Just as with strategy 1, there is still a large amount of coupling between our table and object structure, having the same implications with regard to programming style. We did, however, manage to remove the IUser type from the solution. In situations where I don’t need a rich domain model, I favor this strategy over the previous one since I think the User/IUser stuff is just a little weird.

The full source to this example is available in the DIP.EntitiesInDomain.* projects on GitHub.

Strategy 3: Map the entities to proper domain objects

In this case we decouple our DAL and business layer representation of the User completely by introducing a Data Mapper:

dip-data-mapper

This is the most flexible solution of the three: we’ve completely isolated our EF entities from our domain objects. This allows us to have properly encapsulated, behavior-rich business objects, which have no design compromises due to data-storage considerations.
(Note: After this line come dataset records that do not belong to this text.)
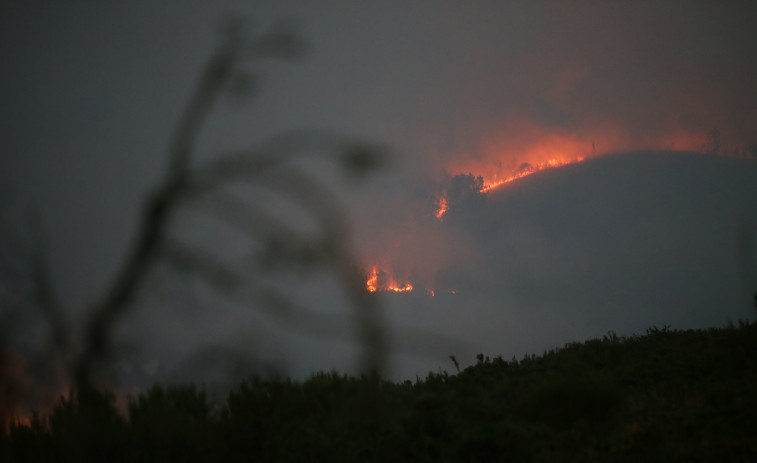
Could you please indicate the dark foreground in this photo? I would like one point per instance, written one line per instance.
(665, 396)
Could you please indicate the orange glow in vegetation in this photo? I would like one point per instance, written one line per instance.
(442, 206)
(379, 280)
(525, 171)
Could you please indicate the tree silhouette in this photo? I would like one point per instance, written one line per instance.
(188, 184)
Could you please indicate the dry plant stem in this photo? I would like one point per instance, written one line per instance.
(98, 330)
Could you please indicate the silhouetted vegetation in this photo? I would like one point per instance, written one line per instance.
(78, 350)
(665, 396)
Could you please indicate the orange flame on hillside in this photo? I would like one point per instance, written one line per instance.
(379, 280)
(526, 170)
(442, 206)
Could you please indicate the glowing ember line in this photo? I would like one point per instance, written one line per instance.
(378, 280)
(526, 171)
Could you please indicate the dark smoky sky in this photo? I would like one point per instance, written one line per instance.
(90, 92)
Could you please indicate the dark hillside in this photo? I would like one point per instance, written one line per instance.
(666, 396)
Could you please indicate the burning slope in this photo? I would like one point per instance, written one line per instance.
(379, 280)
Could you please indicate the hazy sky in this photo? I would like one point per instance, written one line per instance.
(90, 92)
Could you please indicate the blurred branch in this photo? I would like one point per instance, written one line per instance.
(183, 182)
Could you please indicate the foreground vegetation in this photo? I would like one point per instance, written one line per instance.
(665, 396)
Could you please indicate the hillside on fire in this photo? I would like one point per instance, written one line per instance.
(668, 395)
(615, 242)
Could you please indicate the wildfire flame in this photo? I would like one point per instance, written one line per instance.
(525, 171)
(379, 280)
(442, 206)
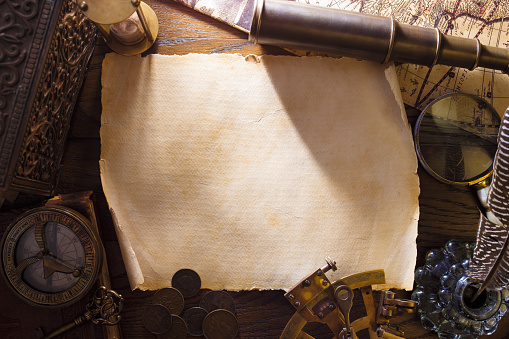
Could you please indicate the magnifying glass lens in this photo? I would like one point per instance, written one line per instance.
(456, 138)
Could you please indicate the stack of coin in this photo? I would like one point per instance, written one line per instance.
(214, 319)
(162, 317)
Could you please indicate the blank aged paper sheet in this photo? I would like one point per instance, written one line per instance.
(251, 170)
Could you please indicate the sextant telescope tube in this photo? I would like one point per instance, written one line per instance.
(368, 37)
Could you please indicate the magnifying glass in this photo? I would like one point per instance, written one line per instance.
(456, 141)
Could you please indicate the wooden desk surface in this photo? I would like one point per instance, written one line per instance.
(446, 212)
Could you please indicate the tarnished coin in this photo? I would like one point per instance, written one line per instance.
(178, 329)
(194, 320)
(220, 324)
(157, 319)
(187, 281)
(214, 300)
(170, 298)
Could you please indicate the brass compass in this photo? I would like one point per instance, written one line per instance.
(51, 256)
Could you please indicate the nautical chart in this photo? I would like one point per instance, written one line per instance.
(487, 20)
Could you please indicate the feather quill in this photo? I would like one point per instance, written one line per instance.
(490, 261)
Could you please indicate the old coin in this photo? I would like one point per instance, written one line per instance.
(214, 300)
(178, 329)
(194, 320)
(187, 281)
(156, 319)
(220, 324)
(170, 298)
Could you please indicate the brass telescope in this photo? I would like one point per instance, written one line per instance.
(368, 37)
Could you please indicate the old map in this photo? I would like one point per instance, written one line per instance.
(486, 20)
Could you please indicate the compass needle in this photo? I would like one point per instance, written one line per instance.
(40, 237)
(25, 263)
(51, 256)
(52, 264)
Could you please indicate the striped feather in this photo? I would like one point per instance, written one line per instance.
(490, 261)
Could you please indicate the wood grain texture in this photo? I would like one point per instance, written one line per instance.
(446, 212)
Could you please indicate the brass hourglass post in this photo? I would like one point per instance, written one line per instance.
(129, 27)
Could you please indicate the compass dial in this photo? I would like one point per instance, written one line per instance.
(51, 256)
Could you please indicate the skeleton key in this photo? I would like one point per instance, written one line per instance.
(103, 308)
(344, 298)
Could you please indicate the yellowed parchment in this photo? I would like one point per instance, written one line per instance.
(251, 171)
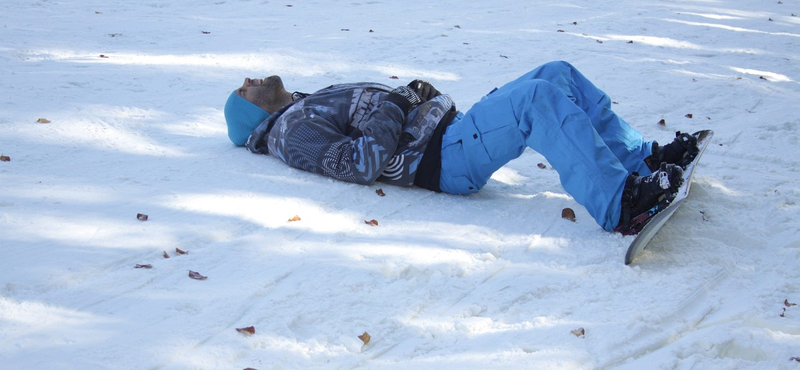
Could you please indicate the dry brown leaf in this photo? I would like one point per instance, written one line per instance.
(365, 338)
(196, 275)
(247, 331)
(568, 214)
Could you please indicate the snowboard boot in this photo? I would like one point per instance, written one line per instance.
(644, 196)
(681, 151)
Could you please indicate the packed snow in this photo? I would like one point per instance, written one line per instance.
(130, 97)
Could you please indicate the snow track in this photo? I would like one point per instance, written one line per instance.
(495, 280)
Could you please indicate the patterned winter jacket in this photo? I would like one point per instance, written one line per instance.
(359, 133)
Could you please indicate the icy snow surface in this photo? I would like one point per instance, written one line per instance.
(496, 280)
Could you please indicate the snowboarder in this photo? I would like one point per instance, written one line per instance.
(413, 135)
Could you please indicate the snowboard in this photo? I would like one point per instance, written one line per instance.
(665, 211)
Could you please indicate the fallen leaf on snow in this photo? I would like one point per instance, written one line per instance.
(247, 331)
(365, 338)
(568, 214)
(196, 275)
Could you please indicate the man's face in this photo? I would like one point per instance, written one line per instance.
(267, 93)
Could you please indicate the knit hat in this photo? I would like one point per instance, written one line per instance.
(242, 117)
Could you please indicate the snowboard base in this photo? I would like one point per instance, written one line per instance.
(652, 226)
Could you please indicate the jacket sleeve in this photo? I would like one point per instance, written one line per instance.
(316, 140)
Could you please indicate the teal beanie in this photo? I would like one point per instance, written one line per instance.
(242, 117)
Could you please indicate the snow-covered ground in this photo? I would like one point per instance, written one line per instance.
(497, 280)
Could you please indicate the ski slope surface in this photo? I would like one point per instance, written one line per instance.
(111, 109)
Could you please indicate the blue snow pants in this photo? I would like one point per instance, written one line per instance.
(559, 113)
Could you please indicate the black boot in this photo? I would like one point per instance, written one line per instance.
(644, 196)
(680, 151)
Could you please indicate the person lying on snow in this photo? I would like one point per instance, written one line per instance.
(413, 135)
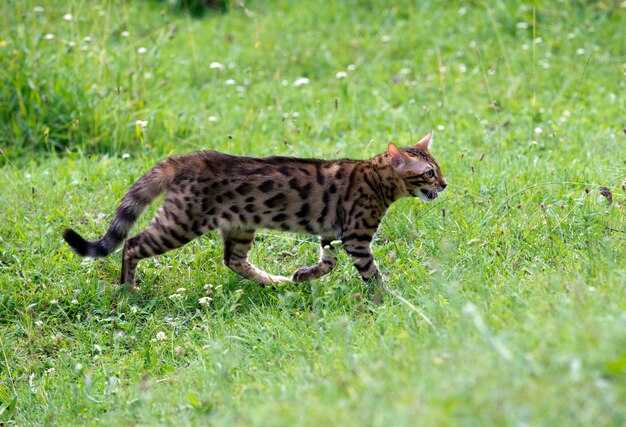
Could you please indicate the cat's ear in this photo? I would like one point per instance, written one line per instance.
(424, 143)
(397, 158)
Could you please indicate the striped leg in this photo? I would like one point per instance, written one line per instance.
(358, 246)
(328, 260)
(237, 244)
(167, 230)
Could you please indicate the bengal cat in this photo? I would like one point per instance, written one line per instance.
(207, 190)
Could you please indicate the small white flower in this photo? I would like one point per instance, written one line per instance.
(205, 301)
(301, 81)
(175, 297)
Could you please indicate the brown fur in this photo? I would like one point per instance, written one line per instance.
(207, 190)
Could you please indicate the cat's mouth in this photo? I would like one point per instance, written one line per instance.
(427, 195)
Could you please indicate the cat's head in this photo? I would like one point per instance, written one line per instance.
(418, 168)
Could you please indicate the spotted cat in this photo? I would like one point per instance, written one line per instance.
(207, 190)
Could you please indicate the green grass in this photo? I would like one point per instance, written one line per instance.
(519, 267)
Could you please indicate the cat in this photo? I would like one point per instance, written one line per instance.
(207, 190)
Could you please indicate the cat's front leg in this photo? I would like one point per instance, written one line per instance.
(328, 260)
(358, 246)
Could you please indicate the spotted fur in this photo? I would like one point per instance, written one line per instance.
(207, 190)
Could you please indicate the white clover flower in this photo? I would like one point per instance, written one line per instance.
(175, 297)
(205, 301)
(301, 81)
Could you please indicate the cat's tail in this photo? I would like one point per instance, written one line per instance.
(139, 196)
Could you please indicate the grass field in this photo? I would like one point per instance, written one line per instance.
(509, 304)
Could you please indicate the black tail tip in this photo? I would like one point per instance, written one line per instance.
(80, 245)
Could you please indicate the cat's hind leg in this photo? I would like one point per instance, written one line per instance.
(237, 244)
(328, 260)
(169, 229)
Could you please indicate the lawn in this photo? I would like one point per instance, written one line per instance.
(508, 302)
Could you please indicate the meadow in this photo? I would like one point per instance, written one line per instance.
(508, 303)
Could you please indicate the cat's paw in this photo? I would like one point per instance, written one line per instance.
(303, 274)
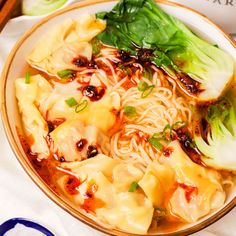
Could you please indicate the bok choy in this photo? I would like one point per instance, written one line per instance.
(142, 29)
(217, 139)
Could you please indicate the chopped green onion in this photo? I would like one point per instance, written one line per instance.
(157, 135)
(96, 46)
(133, 187)
(167, 127)
(147, 91)
(27, 78)
(65, 74)
(71, 102)
(142, 86)
(126, 69)
(179, 124)
(81, 106)
(147, 73)
(130, 111)
(159, 214)
(156, 143)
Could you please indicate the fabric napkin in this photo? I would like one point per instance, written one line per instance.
(20, 197)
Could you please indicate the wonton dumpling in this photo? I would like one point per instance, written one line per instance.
(99, 114)
(124, 174)
(100, 163)
(66, 136)
(56, 50)
(128, 211)
(195, 190)
(132, 212)
(35, 127)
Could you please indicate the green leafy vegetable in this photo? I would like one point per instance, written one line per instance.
(133, 187)
(156, 143)
(65, 74)
(219, 143)
(146, 92)
(130, 111)
(41, 7)
(125, 69)
(81, 106)
(71, 102)
(96, 46)
(145, 31)
(159, 140)
(27, 78)
(142, 86)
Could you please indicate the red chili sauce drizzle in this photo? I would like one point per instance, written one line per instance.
(92, 151)
(192, 86)
(167, 151)
(142, 136)
(81, 144)
(145, 56)
(190, 191)
(82, 61)
(91, 203)
(71, 185)
(46, 168)
(92, 92)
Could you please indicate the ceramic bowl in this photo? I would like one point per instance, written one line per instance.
(16, 62)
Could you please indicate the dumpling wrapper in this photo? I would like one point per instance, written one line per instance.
(65, 137)
(100, 114)
(56, 50)
(163, 181)
(35, 127)
(131, 212)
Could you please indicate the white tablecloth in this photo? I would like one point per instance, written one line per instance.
(20, 197)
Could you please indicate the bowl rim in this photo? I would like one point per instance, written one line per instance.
(32, 172)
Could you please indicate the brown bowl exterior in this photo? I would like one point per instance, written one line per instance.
(34, 175)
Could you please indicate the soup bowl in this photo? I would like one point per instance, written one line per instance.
(16, 63)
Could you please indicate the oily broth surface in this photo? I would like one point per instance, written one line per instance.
(48, 171)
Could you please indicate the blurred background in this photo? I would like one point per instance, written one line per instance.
(222, 12)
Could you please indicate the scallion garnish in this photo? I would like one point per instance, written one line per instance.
(66, 74)
(130, 111)
(147, 73)
(142, 86)
(125, 69)
(156, 142)
(81, 106)
(71, 102)
(133, 187)
(147, 91)
(27, 78)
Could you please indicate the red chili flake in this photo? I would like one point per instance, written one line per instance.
(92, 151)
(142, 136)
(91, 204)
(81, 144)
(189, 191)
(81, 61)
(71, 184)
(93, 93)
(167, 151)
(50, 126)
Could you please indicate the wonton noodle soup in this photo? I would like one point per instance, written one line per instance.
(115, 133)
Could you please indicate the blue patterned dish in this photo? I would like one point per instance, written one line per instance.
(10, 224)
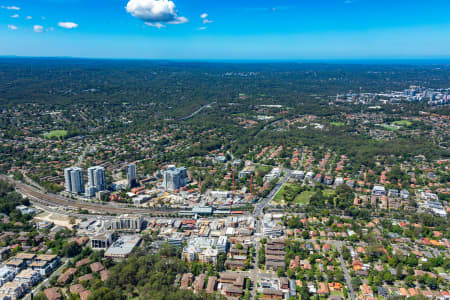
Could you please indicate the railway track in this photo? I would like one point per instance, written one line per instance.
(42, 198)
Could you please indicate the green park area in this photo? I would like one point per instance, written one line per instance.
(56, 133)
(293, 193)
(405, 123)
(390, 127)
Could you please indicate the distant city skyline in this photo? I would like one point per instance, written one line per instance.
(231, 30)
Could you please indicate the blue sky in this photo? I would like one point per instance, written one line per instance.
(232, 29)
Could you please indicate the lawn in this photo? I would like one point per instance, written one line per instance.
(403, 123)
(389, 127)
(328, 192)
(304, 197)
(55, 133)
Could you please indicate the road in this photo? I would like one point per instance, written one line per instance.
(197, 111)
(262, 204)
(45, 199)
(347, 276)
(43, 284)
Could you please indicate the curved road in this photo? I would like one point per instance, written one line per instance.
(42, 198)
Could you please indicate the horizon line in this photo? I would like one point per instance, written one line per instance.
(356, 60)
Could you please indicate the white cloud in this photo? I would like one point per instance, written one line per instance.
(38, 28)
(68, 25)
(11, 7)
(157, 25)
(155, 11)
(204, 16)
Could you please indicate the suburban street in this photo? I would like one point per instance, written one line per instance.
(43, 284)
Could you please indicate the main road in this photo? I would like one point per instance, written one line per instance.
(197, 111)
(37, 196)
(259, 208)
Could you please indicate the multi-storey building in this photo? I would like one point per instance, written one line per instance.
(96, 180)
(74, 180)
(131, 175)
(174, 178)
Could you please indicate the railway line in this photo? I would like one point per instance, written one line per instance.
(42, 198)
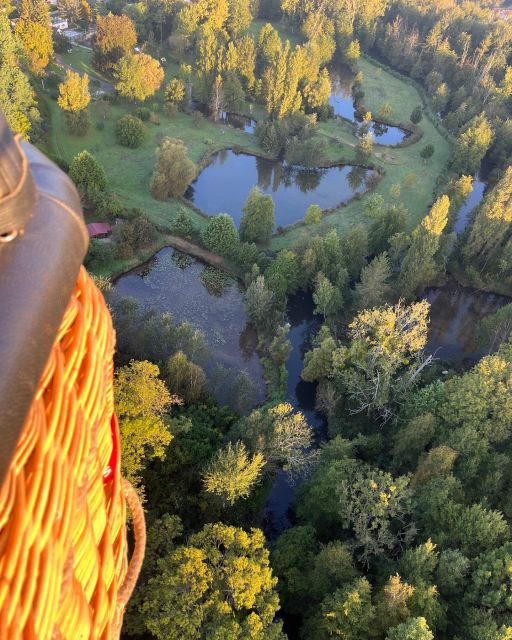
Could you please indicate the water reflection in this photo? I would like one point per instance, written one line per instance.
(301, 394)
(176, 283)
(342, 101)
(223, 186)
(454, 315)
(473, 200)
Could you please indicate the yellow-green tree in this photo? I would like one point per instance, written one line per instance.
(138, 76)
(115, 37)
(74, 93)
(141, 401)
(16, 96)
(35, 32)
(419, 265)
(218, 586)
(233, 473)
(492, 223)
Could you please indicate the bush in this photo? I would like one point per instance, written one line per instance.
(99, 252)
(183, 225)
(313, 214)
(86, 172)
(417, 115)
(130, 131)
(221, 236)
(173, 170)
(142, 113)
(78, 122)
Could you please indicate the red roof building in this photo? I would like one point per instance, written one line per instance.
(99, 230)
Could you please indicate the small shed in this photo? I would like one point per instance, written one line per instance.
(99, 230)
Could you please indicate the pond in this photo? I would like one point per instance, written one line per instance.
(223, 186)
(176, 283)
(472, 201)
(454, 315)
(342, 101)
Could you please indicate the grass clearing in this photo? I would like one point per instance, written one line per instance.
(129, 170)
(399, 163)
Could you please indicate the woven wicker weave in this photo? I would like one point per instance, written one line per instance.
(63, 552)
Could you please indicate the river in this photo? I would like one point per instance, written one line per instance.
(342, 102)
(223, 186)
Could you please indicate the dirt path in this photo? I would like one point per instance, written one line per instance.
(198, 252)
(105, 86)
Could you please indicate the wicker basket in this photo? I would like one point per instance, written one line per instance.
(63, 553)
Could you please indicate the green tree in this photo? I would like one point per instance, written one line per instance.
(16, 96)
(258, 218)
(355, 249)
(382, 362)
(313, 214)
(327, 298)
(412, 629)
(221, 236)
(130, 131)
(377, 508)
(233, 473)
(142, 401)
(175, 93)
(373, 289)
(35, 33)
(491, 225)
(419, 265)
(472, 144)
(87, 173)
(234, 94)
(184, 378)
(348, 614)
(282, 436)
(173, 170)
(219, 585)
(417, 115)
(262, 306)
(115, 37)
(427, 152)
(74, 92)
(138, 76)
(183, 225)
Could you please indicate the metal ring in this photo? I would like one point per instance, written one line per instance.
(9, 236)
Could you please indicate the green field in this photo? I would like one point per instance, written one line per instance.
(381, 87)
(129, 171)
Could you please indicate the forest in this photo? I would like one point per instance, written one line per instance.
(309, 272)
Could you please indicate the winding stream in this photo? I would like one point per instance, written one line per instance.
(342, 101)
(223, 186)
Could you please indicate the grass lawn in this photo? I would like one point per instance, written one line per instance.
(129, 171)
(381, 87)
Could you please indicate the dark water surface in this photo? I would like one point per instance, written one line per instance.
(177, 286)
(454, 315)
(303, 326)
(342, 101)
(472, 201)
(223, 186)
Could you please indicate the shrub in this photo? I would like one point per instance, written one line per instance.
(417, 115)
(173, 170)
(130, 131)
(313, 214)
(87, 172)
(183, 225)
(78, 122)
(221, 236)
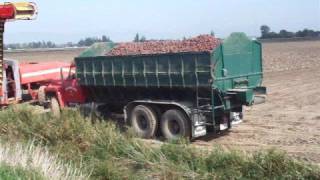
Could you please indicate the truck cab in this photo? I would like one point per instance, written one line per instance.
(64, 92)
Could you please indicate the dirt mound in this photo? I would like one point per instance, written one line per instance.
(202, 43)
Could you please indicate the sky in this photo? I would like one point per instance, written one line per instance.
(64, 21)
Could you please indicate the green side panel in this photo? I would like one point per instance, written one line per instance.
(238, 63)
(97, 49)
(170, 70)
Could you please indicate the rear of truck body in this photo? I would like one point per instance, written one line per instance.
(205, 87)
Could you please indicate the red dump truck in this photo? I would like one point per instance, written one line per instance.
(24, 81)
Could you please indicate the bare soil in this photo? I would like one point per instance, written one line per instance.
(43, 55)
(290, 119)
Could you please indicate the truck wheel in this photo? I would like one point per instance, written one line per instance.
(144, 121)
(174, 125)
(55, 107)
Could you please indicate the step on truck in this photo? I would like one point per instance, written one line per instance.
(179, 88)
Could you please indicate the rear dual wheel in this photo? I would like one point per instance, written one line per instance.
(144, 121)
(174, 123)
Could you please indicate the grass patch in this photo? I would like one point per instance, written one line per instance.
(101, 150)
(10, 173)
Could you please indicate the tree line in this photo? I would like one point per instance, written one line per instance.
(82, 43)
(266, 33)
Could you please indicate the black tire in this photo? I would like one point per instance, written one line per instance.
(144, 121)
(55, 107)
(175, 124)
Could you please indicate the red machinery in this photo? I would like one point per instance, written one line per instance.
(25, 81)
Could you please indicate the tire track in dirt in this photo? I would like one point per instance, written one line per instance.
(290, 119)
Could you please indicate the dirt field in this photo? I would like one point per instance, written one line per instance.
(290, 119)
(38, 56)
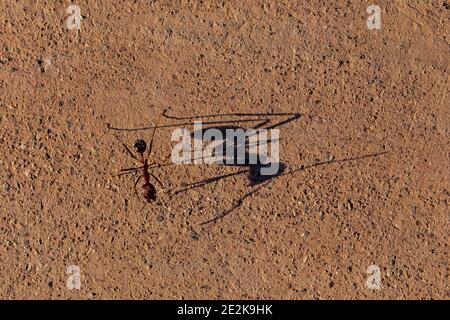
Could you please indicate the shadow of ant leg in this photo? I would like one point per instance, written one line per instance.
(135, 184)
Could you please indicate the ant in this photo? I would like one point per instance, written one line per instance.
(148, 190)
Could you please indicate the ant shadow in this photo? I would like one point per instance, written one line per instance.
(253, 170)
(243, 151)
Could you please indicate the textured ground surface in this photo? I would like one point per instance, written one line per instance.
(308, 235)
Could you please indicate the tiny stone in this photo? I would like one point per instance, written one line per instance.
(194, 236)
(6, 187)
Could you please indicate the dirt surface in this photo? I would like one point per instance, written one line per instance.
(371, 150)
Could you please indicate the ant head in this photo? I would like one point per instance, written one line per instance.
(140, 146)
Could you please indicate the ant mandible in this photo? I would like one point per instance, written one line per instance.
(148, 190)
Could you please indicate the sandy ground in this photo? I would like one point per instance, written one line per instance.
(373, 105)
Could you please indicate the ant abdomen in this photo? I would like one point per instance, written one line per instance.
(149, 192)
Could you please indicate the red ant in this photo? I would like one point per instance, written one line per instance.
(148, 190)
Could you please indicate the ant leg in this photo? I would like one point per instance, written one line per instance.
(160, 183)
(126, 148)
(151, 140)
(135, 184)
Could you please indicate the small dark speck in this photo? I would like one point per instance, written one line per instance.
(6, 187)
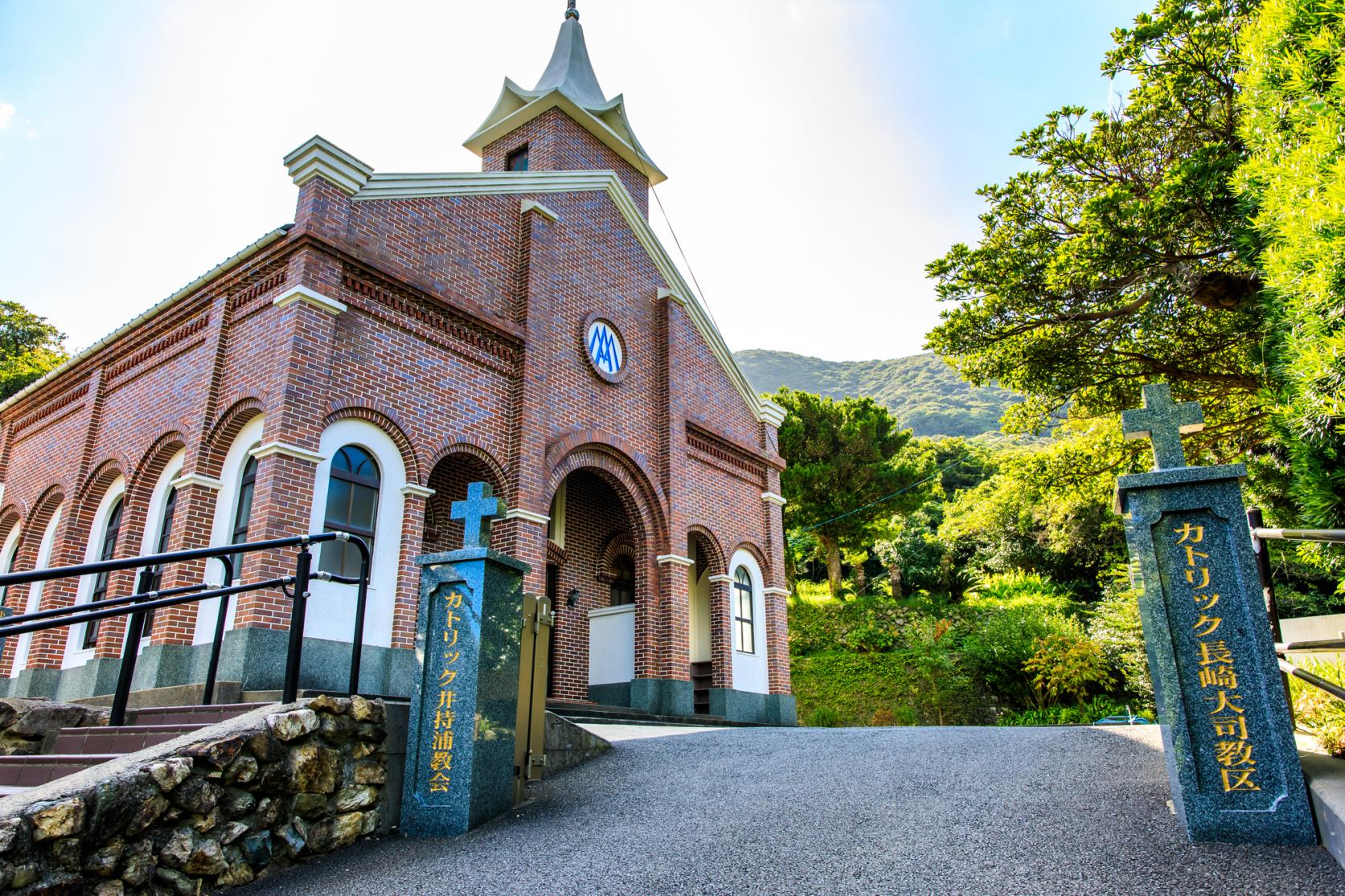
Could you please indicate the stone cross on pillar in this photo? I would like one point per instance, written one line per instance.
(465, 698)
(1228, 740)
(1163, 421)
(477, 514)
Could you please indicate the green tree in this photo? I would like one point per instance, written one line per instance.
(30, 346)
(1122, 255)
(845, 464)
(1293, 115)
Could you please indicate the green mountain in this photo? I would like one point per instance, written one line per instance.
(921, 391)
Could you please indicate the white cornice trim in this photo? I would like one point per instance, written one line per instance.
(271, 448)
(197, 479)
(233, 261)
(527, 516)
(531, 205)
(308, 297)
(675, 295)
(318, 158)
(415, 186)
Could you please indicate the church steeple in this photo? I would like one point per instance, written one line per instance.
(569, 85)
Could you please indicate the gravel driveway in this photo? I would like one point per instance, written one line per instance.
(859, 810)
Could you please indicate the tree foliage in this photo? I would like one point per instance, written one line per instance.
(843, 458)
(30, 346)
(1293, 116)
(1122, 255)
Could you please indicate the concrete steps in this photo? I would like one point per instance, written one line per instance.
(72, 750)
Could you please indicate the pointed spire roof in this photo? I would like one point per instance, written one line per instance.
(571, 85)
(569, 69)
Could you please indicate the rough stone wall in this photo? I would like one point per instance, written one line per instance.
(217, 809)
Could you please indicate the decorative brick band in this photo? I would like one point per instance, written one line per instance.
(415, 307)
(50, 408)
(271, 448)
(733, 458)
(160, 347)
(197, 479)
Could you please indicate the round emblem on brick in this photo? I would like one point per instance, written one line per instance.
(605, 347)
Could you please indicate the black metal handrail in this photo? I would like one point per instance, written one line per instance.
(1261, 534)
(147, 599)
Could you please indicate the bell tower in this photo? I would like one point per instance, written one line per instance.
(565, 123)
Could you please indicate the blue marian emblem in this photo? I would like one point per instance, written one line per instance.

It is, of course, also more complex, so use it only when you actually need the aforementioned qualities.

Validation of the username is now done in the Username factory method, and is not a responsibility of the User object at all anymore:

public struct Username {
    public static Username FromString(string username) {
        if(string.IsNullOrWhiteSpace(username)) {
            throw new ArgumentNullException("name");
        }
        return new Username(username);
    }

    ...
}

public class User {
    public Username Name { get; private set; }
    public UserId Id { get; private set; }
    public Age Age { get; private set; }
    ...
}

Using rich domain objects like this is extremely hard (if at all possible) with the other strategies, but can also be extremely valuable when designing business-rule heavy applications (instead of mostly CRUD).

Actually persisting Users to disk is also completely different with this strategy, since we can’t leverage EF’s change tracking/unit of work mechanisms. We need to explicitly tell our UserDataAccess which object to save and map that to a new or existing UserRecord:

public class UserApplicationService {
    public void ChangeUsername(UserId userId, Username newName) {
        var user = _dataAccess.GetUserById(userId);

        user.ChangeUsername(newName);

        _dataAccess.Save(user);
    }

    ...
}

public class PersistentUserDataAccess:UserDataAccess {
    public void Save(User user) {
        if(user.IsNew) {
            SaveNewUser(user);
            return;
        }
        SaveExistingUser(user);
    }

    private void SaveExistingUser(User user) {
        var userRecord = _context.Users.Find(user.Id.AsInt());

        _userMapper.MapTo(user,userRecord);
        _context.SaveChanges();
    }

    private void SaveNewUser(User user) {
        var userRecord = new UserRecord {};
        _userMapper.MapTo(user,userRecord);
        _context.Users.Add(userRecord);
        _context.SaveChanges();
        user.AssignId(UserId.FromInt(userRecord.Id));
    }

    ...
}

In general, this style will be more work but the gained flexibility can definitely outweigh that.

The full source to this example is available in the DIP.DataMapper.* projects on GitHub.

Conclusion

In this post we explored 3 strategies for applying the Dependency Inversion principle to Entity Framework in .NET based applications. There are probably other strategies (or mixtures of the above, specifically wrapping EF entities as state objects in DDD) as well, and I would be happy to hear about them.

I think the most important axis to evaluate each strategy on is the amount of coupling between database schema and object structure. Having high coupling will result in a more easy/quick-to-understand design, but we won’t be able to design a really rich domain model around them and lead you to a more procedural style of programming. The 3rd strategy provides a lot of flexibility and does allow for a rich model, but might be harder to understand at a first glance. As always, the strategy to pick depends on the kind of application you’re developing: if you’re doing CRUDy kind of work, perhaps with a little bit of transaction script, use one of the first 2. If you’re doing business-rule heavy domain modelling, go for the 3rd one.

All code (including tests) for these strategies is available on GitHub.